In [52]:
from __future__ import print_function

import sys
import os
import itertools
from math import sqrt
from operator import add
from os.path import join, isfile, dirname
from pyspark import SparkContext, SparkConf, SQLContext
from pyspark.mllib.recommendation import ALS, MatrixFactorizationModel, Rating
from pyspark.sql.types import StructType
from pyspark.sql.types import StructField
from pyspark.sql.types import StringType
from pyspark.sql.types import FloatType
import pandas as pd


conf = SparkConf().setAppName("app_collaborative")
sc = SparkContext(conf=conf)
#sc.setCheckpointDir('checkpoint/')
sqlContext = SQLContext(sc)

USER_ID = 0

In [51]:
sc.stop()

In [53]:
def howFarAreWe(model, against, sizeAgainst):
  # Ignore the rating column  
  againstNoRatings = against.map(lambda x: (int(x[0]), int(x[1])) )

  # Keep the rating to compare against
  againstWiRatings = against.map(lambda x: ((int(x[0]),int(x[1])), int(x[2])) )

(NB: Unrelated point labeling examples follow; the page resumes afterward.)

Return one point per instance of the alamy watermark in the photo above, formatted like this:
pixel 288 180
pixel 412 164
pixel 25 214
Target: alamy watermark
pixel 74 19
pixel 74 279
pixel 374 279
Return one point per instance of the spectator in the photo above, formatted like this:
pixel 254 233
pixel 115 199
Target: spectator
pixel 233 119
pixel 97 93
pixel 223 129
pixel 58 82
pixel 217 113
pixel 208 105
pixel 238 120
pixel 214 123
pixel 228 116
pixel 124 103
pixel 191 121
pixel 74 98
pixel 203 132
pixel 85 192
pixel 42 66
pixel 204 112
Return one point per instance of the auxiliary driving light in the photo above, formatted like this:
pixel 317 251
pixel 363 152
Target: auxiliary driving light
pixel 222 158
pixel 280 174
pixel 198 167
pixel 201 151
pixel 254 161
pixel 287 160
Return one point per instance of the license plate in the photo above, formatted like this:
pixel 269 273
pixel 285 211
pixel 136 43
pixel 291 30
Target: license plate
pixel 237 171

  # Make a prediction and map it for later comparison
  # The map has to be ((user,product), rating) not ((product,user), rating)
  predictions = model.predictAll(againstNoRatings).map(lambda p: ( (p[0],p[1]), p[2]) )

  # Returns the pairs (prediction, rating)
  predictionsAndRatings = predictions.join(againstWiRatings).values()

  # Returns the variance
  return sqrt(predictionsAndRatings.map(lambda s: (s[0] - s[1]) ** 2).reduce(add) / float(sizeAgainst))

In [54]:
url ='/home/bella/Downloads/ratings.csv'

In [62]:
df = sqlContext.read.format("com.databricks.spark.csv").option("header", "true").load(url)

In [63]:
df.printSchema()

root
 |-- userid: string (nullable = true)
 |-- jobid: string (nullable = true)
 |-- rating: string (nullable = true)



In [64]:
rddUserRatings = df.filter(df.userid == 0).rdd
print(rddUserRatings.count())

9


In [66]:
# Split the data in 3 different sets : training, validating, testing
# 60% 20% 20%
rddRates = df.rdd
rddTraining, rddValidating, rddTesting = rddRates.randomSplit([6,2,2])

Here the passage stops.